Well, the #"Ca"("OH")_2# will not all dissolve... so your question is problematic.
If you add #"HClO"_3# into #"Ca"("OH")_2# while mixing THOROUGHLY so that extra solid dissolves, then this problem may be more possible by Le Chatelier's principle (basic salts dissolve better in acidic solution), but if you add #"0.20 M"# #"Ca"("OH")_2# into #"HClO"_3#, that requires that the base FULLY dissolved first...

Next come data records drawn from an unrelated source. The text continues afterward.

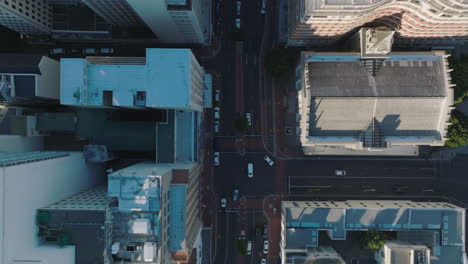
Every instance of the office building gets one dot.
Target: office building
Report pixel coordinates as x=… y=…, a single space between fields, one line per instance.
x=26 y=16
x=429 y=232
x=165 y=78
x=29 y=79
x=432 y=22
x=373 y=104
x=176 y=21
x=29 y=181
x=158 y=213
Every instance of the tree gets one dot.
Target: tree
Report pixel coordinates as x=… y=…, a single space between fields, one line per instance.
x=373 y=240
x=459 y=75
x=457 y=134
x=279 y=63
x=241 y=124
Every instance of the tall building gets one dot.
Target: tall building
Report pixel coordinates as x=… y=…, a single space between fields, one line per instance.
x=28 y=79
x=26 y=16
x=426 y=232
x=319 y=22
x=166 y=78
x=29 y=181
x=367 y=103
x=176 y=21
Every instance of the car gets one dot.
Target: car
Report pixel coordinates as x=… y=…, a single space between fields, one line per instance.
x=216 y=126
x=57 y=51
x=265 y=231
x=106 y=50
x=217 y=112
x=89 y=51
x=216 y=158
x=249 y=247
x=340 y=172
x=265 y=247
x=235 y=195
x=250 y=170
x=268 y=160
x=248 y=116
x=217 y=94
x=238 y=23
x=400 y=188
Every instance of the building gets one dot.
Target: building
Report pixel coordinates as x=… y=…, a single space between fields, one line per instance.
x=176 y=21
x=387 y=104
x=165 y=78
x=29 y=181
x=321 y=22
x=26 y=17
x=158 y=204
x=29 y=79
x=431 y=232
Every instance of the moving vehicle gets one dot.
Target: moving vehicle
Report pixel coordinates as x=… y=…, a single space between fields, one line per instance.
x=249 y=247
x=268 y=160
x=265 y=247
x=340 y=172
x=250 y=170
x=235 y=195
x=217 y=112
x=216 y=126
x=249 y=118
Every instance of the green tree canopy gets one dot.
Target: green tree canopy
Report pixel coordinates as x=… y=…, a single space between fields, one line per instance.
x=457 y=134
x=373 y=240
x=459 y=75
x=279 y=63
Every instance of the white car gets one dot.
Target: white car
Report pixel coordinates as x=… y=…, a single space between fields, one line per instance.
x=216 y=126
x=217 y=112
x=268 y=160
x=265 y=247
x=249 y=118
x=250 y=170
x=340 y=172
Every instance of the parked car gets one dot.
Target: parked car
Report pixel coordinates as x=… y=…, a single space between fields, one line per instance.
x=89 y=51
x=216 y=126
x=106 y=50
x=217 y=112
x=265 y=247
x=249 y=247
x=217 y=95
x=340 y=172
x=57 y=51
x=268 y=160
x=235 y=194
x=238 y=23
x=250 y=170
x=248 y=116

And so if you grab such a SATURATED solution, you only get #"0.011 M"#, and extra solid sinks to the bottom of the container you sourced it from.
The #K_(sp)# of #"Ca"("OH")_2# is #5.5 xx 10^(-6)#, whose mass action expression is
#5.5 xx 10^(-6) = ["Ca"^(2+)]["OH"^(-)]^2 = s(2s)^2 = 4s^3#
So, the solubility #s# is:
#s = ((5.5xx10^(-6))/4)^(1//3) = "0.011 M"#
Thus, the maximum concentration you can have is #"0.011 M"#, and the rest is well, a SOLID. The reaction is:
#"Ca"("OH")_2(aq) + 2"HClO"_3(aq) -> 2"H"_2"O"(l) + "Ca"("ClO"_3)_2(aq)#
In that volume of #"HClO"_3# you have:
#"1 M" cdot "0.045 L" = "0.045 mols HClO"_3 = "0.045 mols H"^(+)#
which react with
#0.045 cancel("mols OH"^(-)) xx ("1 mol Ca"("OH")_2)/cancel("2 mols OH"^(-)) = "0.0225 mols Ca"("OH")_2#
Therefore, in #"0.011 M"# of it, you would need
#"1 L"/(0.011 cancel"mol") xx 0.0225 cancel"mols" = color(blue)(ul"2.05 L")#
It sounds absolutely absurd, but #"Ca"("OH")_2# is NOT that strong of a strong base...
And in this #"2.05 L"#, there would have been #"28.71 g"# of #"Ca"("OH")_2(s)# that did NOT dissolve, that then falls back into the bottom of the container you sourced it from.